Showing posts with label Lloyd. Show all posts

Tuesday, September 16, 2008

"Economic Disparities Contribute to Social Unrest in India" -- by Lallie Lloyd

A recent news article tells of sectarian violence between Hindus and Christians in Orissa, an impoverished state in northeast India that is fueled in part by the kind of economic differences targeted by the MDGs.
Christians have been attacked by mobs with using sticks, axes, swords and knives. Sixteen people have been killed, 1,600 homes destroyed, 80 churches and small prayer houses destroyed and 13,500 are estimated to be living in refugee camps. A nun from the order founded by Mother Theresa was among those attacked. Survivors say they recognized neighbors among their attackers.

What has prompted these attacks? Local tensions have been high since the August murder of a local guru associated with a radical Hindu group. While evidence suggests a Maoist group committed the murder, some local Hindu activists blame Christians.

I looked into this story and found a blog reporting on “Christian attacks on Hinduism.” I read a reference to an employee of World Vision who, the article implied, had been arrested by police.

I’ve known and trusted World Vision’s work for decades, and I wanted to know how they were reacting to the violence and particularly to the report that one of their employees had been arrested in conjunction with the murder.

So I called Word Vision. Turns out the employee was picked up by police when he was fleeing for his life, and was released after his identity was verified. He was never a suspect in the murder.

Part of the context here is that people are not receiving the health care and educations they need from their government. Despite India’s rapid economic growth, huge segments of the population are excluded from opportunity because of geography, social prejudice, health and education among other barriers. The New York Times notes, “Orissa has long suffered from government neglect, and Christian missionaries provide services, including schooling, much better than most residents receive from the government. While that has caused friction before, the stakes are higher now that better-educated people have more of a chance of joining the economic boom.”

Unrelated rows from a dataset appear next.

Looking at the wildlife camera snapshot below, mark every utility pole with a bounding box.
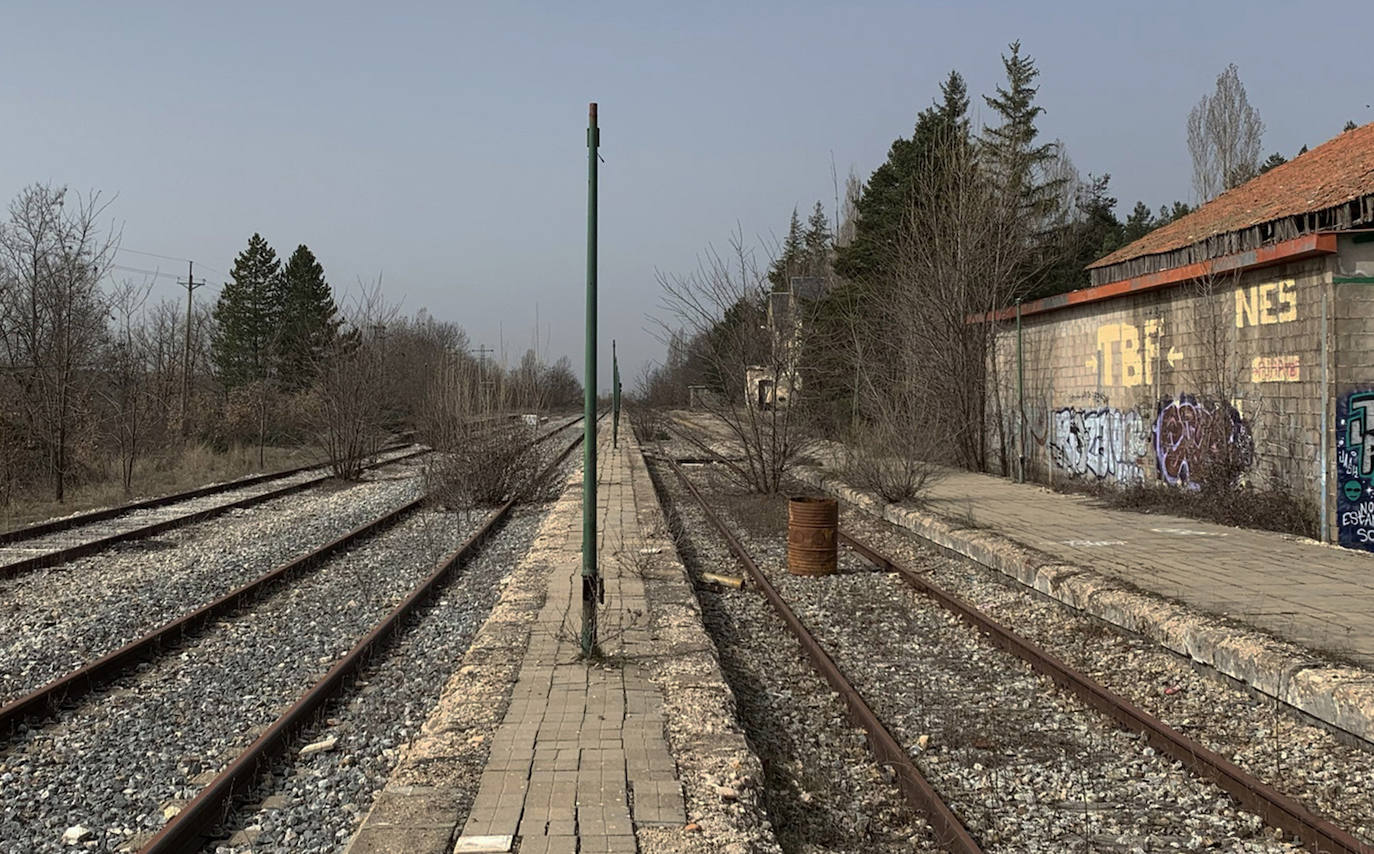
[581,102,600,658]
[469,345,493,417]
[177,261,206,435]
[610,338,620,448]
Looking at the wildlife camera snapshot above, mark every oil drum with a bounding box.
[787,497,840,575]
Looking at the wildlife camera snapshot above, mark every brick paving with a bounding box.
[453,430,686,854]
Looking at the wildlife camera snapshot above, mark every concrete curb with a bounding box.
[621,424,780,854]
[793,465,1374,741]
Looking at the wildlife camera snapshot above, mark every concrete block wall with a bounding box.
[988,249,1352,540]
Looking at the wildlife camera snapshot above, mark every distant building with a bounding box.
[745,276,827,409]
[987,124,1374,548]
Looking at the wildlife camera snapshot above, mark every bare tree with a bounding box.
[308,280,398,481]
[99,281,153,494]
[658,232,818,494]
[1187,63,1264,203]
[0,184,118,501]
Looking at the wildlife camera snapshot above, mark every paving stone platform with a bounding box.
[453,431,687,854]
[350,427,687,854]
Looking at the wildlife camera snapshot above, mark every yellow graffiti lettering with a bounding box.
[1235,279,1297,330]
[1087,319,1173,389]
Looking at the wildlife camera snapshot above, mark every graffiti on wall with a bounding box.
[1050,406,1149,483]
[1250,356,1303,383]
[1154,394,1254,489]
[1087,319,1183,389]
[1336,391,1374,551]
[1235,279,1297,330]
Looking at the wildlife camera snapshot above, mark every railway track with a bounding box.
[671,463,1374,854]
[0,448,429,579]
[0,419,580,736]
[0,419,581,850]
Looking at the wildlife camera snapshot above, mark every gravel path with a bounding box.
[0,448,415,566]
[651,464,938,854]
[702,478,1297,853]
[0,461,422,703]
[207,504,552,854]
[844,512,1374,842]
[0,512,478,851]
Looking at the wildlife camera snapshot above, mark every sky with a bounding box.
[0,0,1374,389]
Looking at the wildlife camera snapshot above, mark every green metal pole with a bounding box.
[581,102,600,656]
[610,338,620,448]
[1017,299,1026,483]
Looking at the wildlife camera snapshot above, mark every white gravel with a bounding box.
[653,464,940,854]
[845,512,1374,843]
[714,490,1296,853]
[209,504,551,854]
[0,512,475,851]
[0,461,422,703]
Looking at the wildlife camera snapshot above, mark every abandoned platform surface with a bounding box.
[879,471,1374,667]
[350,424,769,854]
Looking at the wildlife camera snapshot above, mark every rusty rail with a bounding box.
[668,460,982,854]
[142,424,583,854]
[0,433,415,545]
[0,449,429,579]
[840,530,1374,854]
[0,498,423,733]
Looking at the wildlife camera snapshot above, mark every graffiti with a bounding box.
[1087,319,1183,389]
[1235,279,1297,330]
[1050,408,1147,483]
[1250,356,1301,383]
[1336,391,1374,551]
[1154,394,1254,489]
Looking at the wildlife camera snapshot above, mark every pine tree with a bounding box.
[834,71,969,281]
[1121,202,1158,246]
[981,41,1063,220]
[801,202,833,276]
[278,243,341,389]
[768,207,807,291]
[210,233,282,389]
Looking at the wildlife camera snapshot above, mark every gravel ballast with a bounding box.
[0,512,480,851]
[702,478,1298,853]
[207,504,550,854]
[654,465,940,853]
[0,461,423,703]
[844,512,1374,843]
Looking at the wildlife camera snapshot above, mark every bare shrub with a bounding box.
[306,280,397,481]
[658,232,818,494]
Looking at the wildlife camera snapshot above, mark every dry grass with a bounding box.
[0,443,320,530]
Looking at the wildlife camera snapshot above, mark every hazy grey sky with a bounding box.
[0,0,1374,387]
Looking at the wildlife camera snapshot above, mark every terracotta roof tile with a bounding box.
[1088,122,1374,269]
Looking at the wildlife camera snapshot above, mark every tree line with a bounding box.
[0,184,581,507]
[638,43,1353,497]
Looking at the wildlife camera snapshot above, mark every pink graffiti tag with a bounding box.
[1154,395,1253,487]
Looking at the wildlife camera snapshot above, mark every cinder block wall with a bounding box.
[987,249,1352,540]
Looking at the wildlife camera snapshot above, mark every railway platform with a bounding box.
[349,424,765,854]
[797,453,1374,741]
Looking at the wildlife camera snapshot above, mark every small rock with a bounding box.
[62,824,92,846]
[300,736,339,757]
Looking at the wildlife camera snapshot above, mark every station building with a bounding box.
[987,124,1374,551]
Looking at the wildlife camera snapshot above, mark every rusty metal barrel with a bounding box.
[787,497,840,575]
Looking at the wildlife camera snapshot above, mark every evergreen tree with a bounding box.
[768,207,807,291]
[1121,202,1158,246]
[278,243,341,389]
[801,202,833,276]
[834,71,969,281]
[981,41,1063,221]
[210,233,282,389]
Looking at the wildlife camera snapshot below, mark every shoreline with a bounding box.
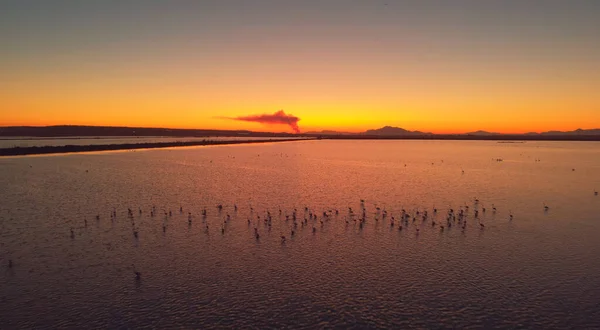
[0,139,314,157]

Another part of the context is that many – but not all – Christians are Dalits, also known as “Untouchables.” In the traditional Indian caste system Dalits’ jobs dealt with dead animals and human waste, making the Dalits ritually impure. They were frequently segregated from higher caste people to avoid contamination. Though illegal, discrimination continues. During relief efforts after the tsunami of 2004, Dalits were not allowed to drink fresh water from the same sources available to other refugees. Not by law, but by custom, enforced by local authorities.

So, is the violence in Orissa based on religion, ethnicity or social class? The answer, of course, is all three.

Just as in Jesus’ time, poverty has many dimensions. The poor are outcast economically, socially and politically.

The MDG challenges facing India are enormous and are complicated by its vast size and social complexity. At a national level, some progress has been made:

• The proportion of the population living on less than $1 a day dropped from 41.8 percent in 1993 to 34.3 percent in 2004. This represents about 82 million people.

• The mortality rate for children under five has dropped from 123 per thousand live births in 1990, to 74 in 2005.

• The ratio of girls to boys in primary education increased from 87.4 girls to every 100 boys in 2000 to 96.1 girls to every hundred boys in 2004.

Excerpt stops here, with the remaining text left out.